Maribel: Du hast es sicher gehört: Klarna will seine KI-Initiative im Kundenservice zurückdrehen und setzt wieder mehr Berater ein. Heise schreibt, Klarna sehe nun doch Grenzen beim KI-Einsatz.
Nico: Ja, klar.
Maribel: Und? Erstaunt dich das nicht?
Nico: Ja und nein. Dass sie zurückrudern, wundert mich nicht — die haben's einfach übertrieben. Überraschender ist, dass es so lange gedauert hat. Vielleicht wurde's nur jetzt erst öffentlich.
Maribel: Während der CCW 2024 hatte Klarna doch verkündet, dass bei Teleperformance 700 Stellen wegfallen — wegen voller KI-Fokussierung. Die Teleperformance-Aktie ist daraufhin um knapp 30 % abgestürzt.
Nico: Klar — war sicher ein Auslöser. Aber man darf nicht vergessen: Teleperformance, Concentrix — alle hatten diesen Corona-Hype im Kurs. Jetzt stehen sie bei maximal 30 % davon. Und zwischendurch sah es noch schlechter aus.

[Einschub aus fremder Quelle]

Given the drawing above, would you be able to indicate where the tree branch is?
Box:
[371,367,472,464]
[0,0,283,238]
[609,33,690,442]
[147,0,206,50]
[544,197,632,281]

Maribel: Nichts radikal Neues, was nicht schon seit zwei Jahren hoch und runter diskutiert wird. Es gibt weder eine „KI-only"-Zukunft, noch ist KI vom Tisch. Unsere Industrie wird weiter umgebaut.
Nico: Wo heute 50 Leute sitzen, reichen bald 25 — aber gleichzeitig entstehen neue Servicebereiche, die neue Jobs bringen. Netto? Tendenziell weniger. Tempo? Unklar.
Maribel: Und was heißt das für uns?
Nico: Dass wir weiter flexibel bleiben — und vor allem pragmatisch und datengetrieben — KI-Kompetenz ausbauen, neue Ideen testen — und dass ich heilfroh bin, dass wir nicht börsennotiert sind.